NFS Problem Diagnosis
Contents:
NFS server problemsNFS client problems
NFS errno values
Throughout this tutorial, we've used the output of nfsstat on both NFS clients and servers to locate performance bottlenecks or inefficient NFS architectures. The first two sections in this appendix summarize symptoms of problems identified from the output of nfsstat. The last list contains typical values for the error variable errno that may be returned by file operations on NFS-mounted filesystems.
NFS server problems
Check the output of nfsstat -s for the following problems:- badcalls > 0
- RPC requests are being rejected out of hand by the NFS server. This could indicate authentication problems caused by having a user in too many groups, attempts to access exported filesystems as root, or an improper Secure RPC configuration.
- badlen > 0 or xdrcall > 0
- This indicates a malformed NFS request, detected by RPC or XDR protocol decoding on the server. This can be caused by bugs in the client or server, or by physical network problems.
- dupreqs > 0
- The duplicate request cache keeps a record of previously executed NFS requests. The dupchecks counter tracks the number of times this cache was consulted, or checked. The dupreqs counter tracks the number of times a check of the cache had a "hit." In other words, dupreqs counts the number of times the NFS server received a previously executed request. For connection-oriented (TCP) requests, a high ratio of dupreqs to dupchecks is 0.01%. For connectionless (UDP) requests, a high ratio of dupreqs to dupchecks is one percent. High ratios indicate one of three problems:
- The timeout set on one or more clients' NFS mounts is too low. Adjust the timeo option in the automounter map or the NFS mount command upward.
- The server is not responding quickly enough. There could be lots of reasons for this having to do with physical capabilities of the server: processor speed, numbers of processors (if it is a multiprocessor), not enough primary memory (check if the percentage of reads is high, say over 5%; this would indicate lots of reads that would be best served from cache if there was enough memory), numbers of disk drives on the system (spreading more data accesses across more spindles reduces response time; if you've eliminated primary memory as a cause, check if the percentage of writes is high, say over 5%), etc. Other possibilities extend to artificial limits, such as the number of server threads set via nfsd.

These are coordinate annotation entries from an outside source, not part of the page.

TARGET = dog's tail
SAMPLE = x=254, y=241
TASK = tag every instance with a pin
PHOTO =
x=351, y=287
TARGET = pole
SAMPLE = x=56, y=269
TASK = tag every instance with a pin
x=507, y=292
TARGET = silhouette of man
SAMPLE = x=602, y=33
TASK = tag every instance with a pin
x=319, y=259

- There is a routing problem impeding replies from the server to one or more clients.
- readlink > 10%
- Clients are making excessive use of symbolic links that are on filesystems exported by the server. If the link is to a directory, replace the symbolic link with a directory, and mount both the underlying filesystem and the link's target on the client. If the link is to a file, replace the symbolic link with a hard link.
- getattr > 60%
- Check for possible non-default attribute cache values on NFS clients. A very high percentage of getattr requests may indicate that the attribute cache window has been reduced or set to zero with the actimeo or noac mount option. It can also indicate that the NFS filesystem implementation is doing a poor job of attribute caching.
- null > 1%
- The automounter has been configured to mount replicated filesystems, but the timeout values for the mount are too short. The null procedure calls are made by the automounter to locate a server for the filesystem; too many null calls indicates that the automounter is retrying the mount frequently. Increase the mount timeout parameter on the automounter command line.
- fsinfo > 1%
- This is typically used only on mounts. Lots of fsinfo calls suggests that the automounter is frequently mounting and unmounting the same filesystems. If so, tune the automounter to hold mounts longer via the -t option to automount. This will improve the response time on clients.